Here is the core of the proof, that is conducted under the assumption of finiteness of $\mu$ and $\nu$, which is not needed in my view. The book observes that
\begin{equation} \pi \circ h^{-1}(B \times A)=\pi(h^{-1}(B \times A)) = \pi(A \times B) = \\ = \mu(A) \nu(B) = \nu(B) \mu(A) = \hat{\pi} (B \times A) \tag{2} \end{equation}
Hence, upon noticing that
\begin{equation} f(x,y)=(\hat{f} \circ h)(x,y)=\hat{f}(h(x,y))=\hat{f}(y,x)=f(x,y) \end{equation}
it holds
\begin{equation} \hat{\pi} \hat{f} = \pi (\hat{f} \circ h) = \pi f \end{equation}
which proves the statement. My problem is: I believe that equation 2 can be applied also to non-$\Sigma$-finite measures. In this case, I would just do that on the measure $\pi$ in equation 1 and get the exchangeability of the integrals for any product measure, without the need for the $\Sigma$-finiteness assumption.
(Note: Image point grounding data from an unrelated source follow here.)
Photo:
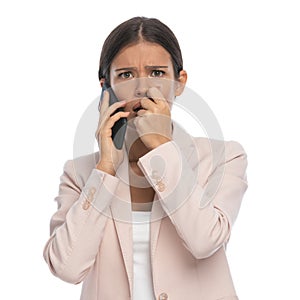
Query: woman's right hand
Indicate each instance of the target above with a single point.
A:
(110, 156)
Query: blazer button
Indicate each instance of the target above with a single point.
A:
(163, 296)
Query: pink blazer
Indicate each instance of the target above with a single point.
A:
(199, 186)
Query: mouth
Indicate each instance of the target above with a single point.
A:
(137, 107)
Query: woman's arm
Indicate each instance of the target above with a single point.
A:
(78, 225)
(201, 193)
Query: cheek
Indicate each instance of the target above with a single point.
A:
(168, 91)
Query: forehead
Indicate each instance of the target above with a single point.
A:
(145, 53)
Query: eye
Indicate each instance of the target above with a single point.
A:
(125, 75)
(157, 73)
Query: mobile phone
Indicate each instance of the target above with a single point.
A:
(119, 128)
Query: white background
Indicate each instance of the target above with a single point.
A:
(242, 57)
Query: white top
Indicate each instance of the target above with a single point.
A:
(142, 275)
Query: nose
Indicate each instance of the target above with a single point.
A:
(142, 86)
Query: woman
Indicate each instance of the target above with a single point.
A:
(150, 220)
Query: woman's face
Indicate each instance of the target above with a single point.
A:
(138, 67)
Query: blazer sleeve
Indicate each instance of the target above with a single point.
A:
(201, 202)
(77, 227)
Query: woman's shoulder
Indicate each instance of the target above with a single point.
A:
(81, 167)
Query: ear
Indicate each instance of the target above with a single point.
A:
(102, 80)
(181, 81)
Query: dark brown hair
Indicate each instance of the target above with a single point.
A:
(131, 32)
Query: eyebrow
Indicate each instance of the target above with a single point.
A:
(147, 67)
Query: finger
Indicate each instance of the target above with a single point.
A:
(148, 104)
(155, 94)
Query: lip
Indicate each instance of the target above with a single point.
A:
(137, 107)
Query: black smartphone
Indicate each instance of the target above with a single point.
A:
(119, 128)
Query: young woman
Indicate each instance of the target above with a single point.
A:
(150, 220)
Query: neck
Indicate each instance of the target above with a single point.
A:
(137, 150)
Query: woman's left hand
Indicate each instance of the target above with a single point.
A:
(153, 122)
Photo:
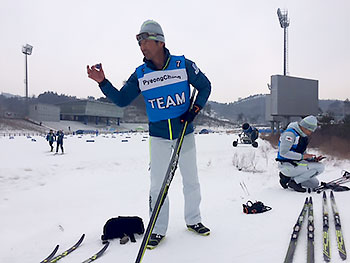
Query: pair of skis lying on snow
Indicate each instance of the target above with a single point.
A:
(308, 206)
(51, 258)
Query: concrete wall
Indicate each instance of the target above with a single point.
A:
(44, 112)
(291, 96)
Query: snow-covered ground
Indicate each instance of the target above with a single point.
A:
(48, 199)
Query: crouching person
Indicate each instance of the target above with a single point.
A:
(298, 169)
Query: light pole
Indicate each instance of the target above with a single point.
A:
(27, 50)
(284, 22)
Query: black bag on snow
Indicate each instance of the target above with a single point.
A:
(255, 208)
(123, 227)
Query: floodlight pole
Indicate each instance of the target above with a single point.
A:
(27, 50)
(284, 22)
(26, 79)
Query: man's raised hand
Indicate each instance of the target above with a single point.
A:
(96, 72)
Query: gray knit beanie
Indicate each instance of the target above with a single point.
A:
(309, 122)
(153, 28)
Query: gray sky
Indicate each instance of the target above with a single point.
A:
(237, 44)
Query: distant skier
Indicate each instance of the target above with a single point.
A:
(297, 168)
(60, 136)
(51, 137)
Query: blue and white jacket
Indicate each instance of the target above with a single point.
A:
(166, 93)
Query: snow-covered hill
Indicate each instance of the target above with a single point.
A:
(48, 199)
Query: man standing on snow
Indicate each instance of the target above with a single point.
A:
(59, 136)
(298, 169)
(51, 137)
(164, 81)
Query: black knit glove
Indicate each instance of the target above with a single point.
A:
(189, 115)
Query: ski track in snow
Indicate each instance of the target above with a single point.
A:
(48, 199)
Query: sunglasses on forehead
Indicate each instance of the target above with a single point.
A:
(147, 35)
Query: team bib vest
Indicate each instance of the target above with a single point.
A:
(166, 92)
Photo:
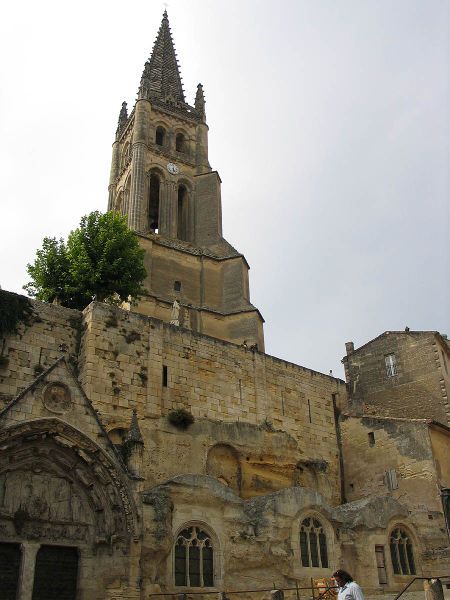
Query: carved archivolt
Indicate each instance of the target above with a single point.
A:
(57, 484)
The way I would proceed I wondered if the actual measure of the rectangle $A \times B$ requires assumption on $\mu$ and $\nu$ in order to allow the exchangeability. In other words, I wondered if the assumption of $\Sigma$-finiteness of both is required for
\begin{equation} \pi(A \times B) = \int_A \mu(dx) \int_B \nu(dy) = \mu(A) \nu(B) = \nu(B) \mu(A) = \int_B \nu(dy) \int_A \mu(dx) = \hat{\pi}(B \times A) \end{equation}
and I would say that $\mu(A) \nu(B) = \nu(B) \mu(A)$ holds irrespective of any $\Sigma$-finiteness assumption.